Tips on how to save your show: Twitter Campaigns
Note: This got really long, so it’s been split into two posts. Part two is located here.
This spring’s annual TV show slaughter seems to have been a particularly brutal one for genre fans. The wailing and gnashing of teeth are audible throughout my timeline, as are the desperate calls for petitions and campaigns to save beloved shows. I don’t get to watch them all, but I hear you. I feel you. And I may have a few tools for those who are willing to fight, but don’t necessarily know how to get started. For shows like The Expanse, that have already been canceled, this should still provide a framework for targeting streaming services or alternative networks. These are just the things that worked for us, in case they can help someone else.
I want another season of The Expanse, and then four more after that. I haven’t seen Lucifer, but I feel for those who mourn its loss. These shows, and so many others like them, unite us through narrative, they connect us across geography, language, and circumstance. The ability to feel uplifted and excited by a story, to feel fulfilled just by having those worlds in our heads, is what unites us. It makes us one tribe, no matter what our particular passion may be. And every time I hear the grief over another lost show, I hurt for my people, whether I’ve seen it or not.
Fringenuity as a collective, unified force accomplished its goal. And if we could do it, anyone with enough commitment can do the same thing. And so, for anyone out there with the desire and personal determination to fight for your show, here are some pointers from someone who led the fight to successfully save Fringe.
Trending Campaigns:
No one can promise that your efforts will be successful. Fringe was lucky in a way, to get into trouble at a time when social media was just breaking into the mainstream, and companies everywhere were still trying to work out how to monetize engagement. We were a kind of experiment. But I still think we had a solid road map, and some of our methods would likely still prove effective if a fandom can find the cohesion to put them into action. Most of this specific advice will focus on hashtag trending, since that was our most successful effort by far, and still the most likely to have a major impact.
Fringenuity’s entire strategy was based around proving that the social factor surrounding our show had its own value and revenue potential. We did that by showing that we could reliably trend hashtags for each episode as it aired, making the show visible to non-watchers. It didn’t help much with the ratings, but, by choosing unique hashtags, we amplified our reach far beyond our little fandom. One of our most successful early campaigns, #BeABetterMan, was picked up by a celebrity account with hundreds of thousands of followers and ended up evolving into a whole different discussion, but Fringe was still one of the top keywords for those tweets, and 23 million social impressions makes people with bankrolls sit up and pay attention.
Unique hashtags are crucial.

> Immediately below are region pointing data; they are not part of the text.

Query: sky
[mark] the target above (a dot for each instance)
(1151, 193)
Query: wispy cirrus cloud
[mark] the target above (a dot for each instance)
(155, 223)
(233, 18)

It’s a lot easier to get something trending if it’s never been tweeted before. Even if it does trend, a generic ‘tag like #Supernatural, that shows up routinely, is too easy to parse. Everybody knows why #Supernatural is trending on Thursday nights, and non-fans will never be curious enough to click on it or boost the signal. Choose something that relates to the show, but is unique enough to make the trend list when it spikes at the designated time. As much as possible, choose something intriguing enough to catch the attention of the general public and amplify your signal.
We did extensive research into how Twitter trending worked and the mechanics don’t seem to have changed much in the intervening years. You can read some of what we found in more detail, but in a nutshell:
To create a spike that shows up in trend lists, you need a unique hashtag or phrase that appears suddenly in multiple locations – but you don’t need thousands of users to get it rolling. To quote an example from the article linked above, “Trends are identified through a combination of novelty, and number and location of participants: 1000 people in Texas sending 100 tweets an hour containing a tag that’s used all the time are less likely to trend than 1000 people all over the world sending 10 tweets an hour on a topic that’s never been seen before.” This is why you see major events trending within minutes, first locally, and then gaining worldwide momentum as people in other locations join in.
You need enough lead time on your hashtag event to promote it to your fandom. A week or so should do it, if your group is unified and industrious. Schedule a time to begin, and do not use that hashtag until that time. Spread the word using shortcuts like #/hashtag, an acronym, or even better, just tell your people where to go to find it, and ask them not to use it yet. You can hamstring yourself if the effort to spread the word results in too much exposure for the tag to successfully trend. When it’s Go time, hit it with every tweet you have in you.